Note this currently installs without dependencies for ePSproc<1.3.0-dev.

Notes

  • For a single branch use git clone --single-branch --branch <branchname> https://github.com/phockett/ePSproc.git
  • The repo can be passed directly to pip, e.g. pip install git+https://github.com/phockett/ePSproc.git, see notes in the pip docs.
  • Note that pip -e is for ‘editable’, and requires the source dir to remain, but the installation is also editable, see notes here. Drop the -e for a normal installation.
  • As of v1.3.0 (12/08/21), setup.py contains a rough pkg requirements list, identical to the base requirements.txt file, but this may change in future (see discussion here.)
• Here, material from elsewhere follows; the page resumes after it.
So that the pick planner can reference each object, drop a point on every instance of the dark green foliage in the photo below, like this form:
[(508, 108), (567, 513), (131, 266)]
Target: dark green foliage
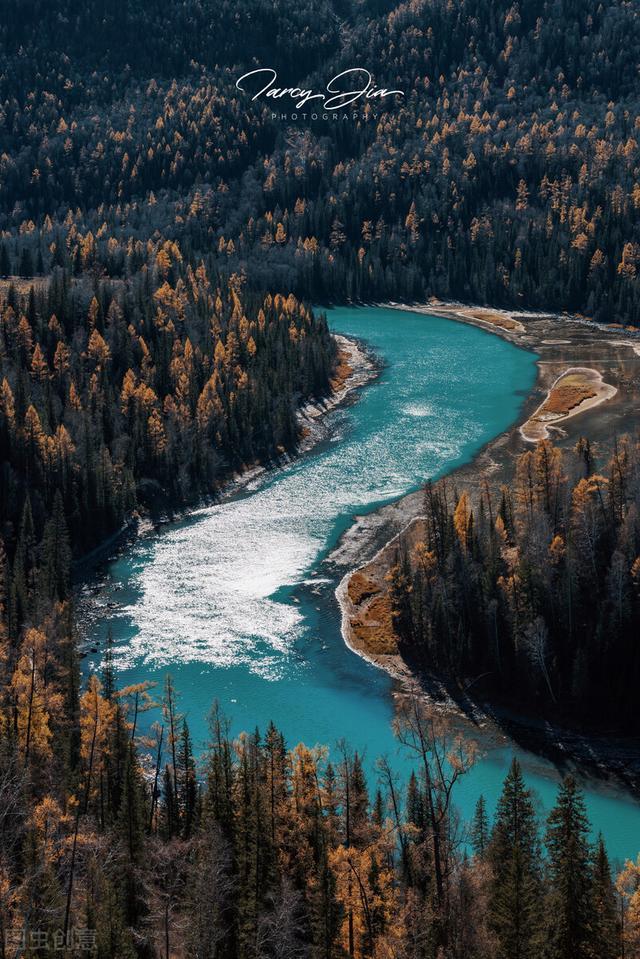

Assuming a fresh environment, you might also need to install some requirements manually:

With pip (this is for Moble’s spherical functions library):

pip install git+git://github.com/moble/quaternion
pip install git+git://github.com/moble/spherical_functions

Using Conda

git clone https://github.com/phockett/ePSproc.git
conda create --name ePSproc --file ePSproc/requirements.txt --channel default --channel conda-forge
pip install -e epsproc

However… this may fail if any of the packages are missing or give issues. A quick fix is to iterate over lines

conda create --name epsProc python=3.7
conda activate epsProc
while read requirement; do conda install --yes $requirement --channel default --channel conda-forge; done < ePSproc/requirements.txt
pip install -e epsproc

Note that the python version is optional here, and the latest version will be pulled on install if not specified.

With specific (working) package versions: select from the various *.yml files under /notes/envs. These correspond to tested working environments - see notes below for more details.

Other options

A few other options…

  • Some development envs are available as Conda .yml files in /notes/envs, these can be used to clone a known-working env.
    • E.g. conda env create -f environment_epsdev_v1.3.0_040821_no-builds.yml for the current v1.3.0 environment.
    • Note that these envs may included extra packages and/or platform specific packages.
    • Note that the envs are currently a bit of a mess, but will be cleared up soon.
    • See the Conda docs for more details on .yml env files
  • Similarly, there are some alternative Pip requirement.txt files in /notes/envs, corresponding to some specific development envs.
    • E.g. pip install -r requirements_epsdev_v1.3.0_040821.txt for the current v1.3.0 environment.
    • Note that these envs may included extra packages and/or platform specific packages.
    • Note that the envs are currently a bit of a mess, but will be cleared up soon.
  • If using nb_conda_kernels: conda install ipykernel

Docker

A basic Docker build is available in /docker, see the Docker notes for more details.